Sunday, May 17, 2009

Idiocracy

One metric that has always seemed to define America is that each generation enjoys better living standards than the one before it. We achieve this through improvement, innovation and drive. Lately there has been much doubt raised as to whether this will continue. Global warming, economic collapse and escalating health concerns all seem to threaten our prosperity.

Have we reached an inevitable tipping point? If human nature got us to where we are, does that mean it can also take it down? Are we even capable of moving forward?

There was an old proverb I learned in first grade. Give a man a fish, he eats a for a day. Teach a man to fish, he eats forever. We've been giving away fish like Sea World. Over 40% of Americans pay no federal income tax. And our government has plans to make that number over 50%. At this point we have two serious issues.

The first being that over half the country, and potentially over half of all voters, will have no skin in the game. People who got 100% financing for homes during the housing boom walked away when things began to turn south. If a citizen and a voter is not a taxpayer, why should they care how the taxes are spent? More importantly, if they're not putting any money into the system, why wouldn't they want to make every effort to ensure they receive as many taxpayer benefits as possible?

This leads to the second issue. With the majority of our country effectively shaking down the minority, what's the incentive to work at all? There is a law of diminishing return that our government seems to be ignoring. Yes, there needs to be a certain amount of taxation. At 0% there is no revenue because 0% of anything is $0.00. At 100% there is no revenue because there is no incentive to work when you don't keep a penny. Somewhere between 0 and 100 there is an optimal rate which allows the government to take in as much as possible. Not that I'm advocating for it to be found. Government should exist to do collectively what we must do and cannot do individually. It does not need $4 trillion to do this.

And not to beat a dead horse, but at the rate we're going our children are going to inherit a deficit of tens of trillions of dollars. If this is ever going to be paid down it's going to take a serious reduction in government services and likely a serious raise in tax revenue.

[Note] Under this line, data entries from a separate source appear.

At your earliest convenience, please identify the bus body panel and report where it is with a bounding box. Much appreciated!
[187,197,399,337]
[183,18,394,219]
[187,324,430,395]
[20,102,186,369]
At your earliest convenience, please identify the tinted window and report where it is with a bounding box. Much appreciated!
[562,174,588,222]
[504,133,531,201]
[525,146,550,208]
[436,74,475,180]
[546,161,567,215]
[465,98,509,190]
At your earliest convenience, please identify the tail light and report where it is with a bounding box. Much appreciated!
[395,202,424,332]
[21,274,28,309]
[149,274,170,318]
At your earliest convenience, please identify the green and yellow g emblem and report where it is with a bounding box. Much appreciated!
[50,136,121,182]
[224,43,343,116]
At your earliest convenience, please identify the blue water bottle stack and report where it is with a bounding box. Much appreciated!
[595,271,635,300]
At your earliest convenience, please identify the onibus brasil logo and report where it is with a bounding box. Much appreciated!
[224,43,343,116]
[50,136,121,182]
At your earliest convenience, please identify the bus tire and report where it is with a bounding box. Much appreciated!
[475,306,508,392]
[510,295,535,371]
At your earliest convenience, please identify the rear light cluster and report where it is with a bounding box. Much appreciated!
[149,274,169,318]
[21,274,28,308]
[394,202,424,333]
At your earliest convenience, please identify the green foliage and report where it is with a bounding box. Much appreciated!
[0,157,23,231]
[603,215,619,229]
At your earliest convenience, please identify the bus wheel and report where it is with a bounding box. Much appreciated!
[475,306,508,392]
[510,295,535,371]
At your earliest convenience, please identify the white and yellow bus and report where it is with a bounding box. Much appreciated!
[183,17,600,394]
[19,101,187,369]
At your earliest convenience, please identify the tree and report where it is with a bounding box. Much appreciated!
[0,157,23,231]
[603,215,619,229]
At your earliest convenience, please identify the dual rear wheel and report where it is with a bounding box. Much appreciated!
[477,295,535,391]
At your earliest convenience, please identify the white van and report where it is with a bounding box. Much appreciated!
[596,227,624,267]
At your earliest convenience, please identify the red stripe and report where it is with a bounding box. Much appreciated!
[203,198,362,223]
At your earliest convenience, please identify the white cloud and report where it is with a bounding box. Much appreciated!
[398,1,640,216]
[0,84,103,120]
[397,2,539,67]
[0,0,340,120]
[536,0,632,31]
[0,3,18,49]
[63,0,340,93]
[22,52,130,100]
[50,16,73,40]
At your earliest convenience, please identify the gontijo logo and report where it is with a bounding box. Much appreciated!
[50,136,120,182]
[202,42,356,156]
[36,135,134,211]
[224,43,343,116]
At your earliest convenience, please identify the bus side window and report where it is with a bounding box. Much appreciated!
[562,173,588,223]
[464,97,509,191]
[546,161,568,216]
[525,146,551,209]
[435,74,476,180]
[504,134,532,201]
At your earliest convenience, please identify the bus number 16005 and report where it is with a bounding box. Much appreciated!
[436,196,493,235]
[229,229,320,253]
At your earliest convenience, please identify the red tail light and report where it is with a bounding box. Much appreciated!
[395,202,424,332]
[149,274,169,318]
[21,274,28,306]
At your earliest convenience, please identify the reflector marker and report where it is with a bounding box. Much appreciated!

We may be able to work 40 hours a week and enjoy about 3 weeks vacation, often someplace tropical. Our children will work 70 hour weeks and if they're lucky perhaps 4 day vacation in their own home.

And speaking of that home, good luck buying one. More and more people living paycheck to paycheck will make mortgages harder to find than a good Woody Harrelson movie.

If that's not enough to make us dwindle into the abyss, think about this. The fast food industry now takes in more revenue than higher education. People too lazy to cook a healthy meal have effectively turned Burger King into their family kitchen. More than 66% of us are overweight and more than half of those are obese. Walk into a McDonalds and you may surprise someone by telling them that their supersized Big Mac extra value meal has about 1200 calories as they take another bite of grease.

This leads me back to the title of this post. Idiocracy. It's a Mike Judge movie and not really worth seeing for entertainment purposes. It's billed as a stoner flick but can also come off as a futuristic documentary. It depicts a world with politicians dumber than nails, completely automated systems that never work right and somehow Like Wilson's character was the smartest person there. Ladies and gentlemen, are we really that far away from this?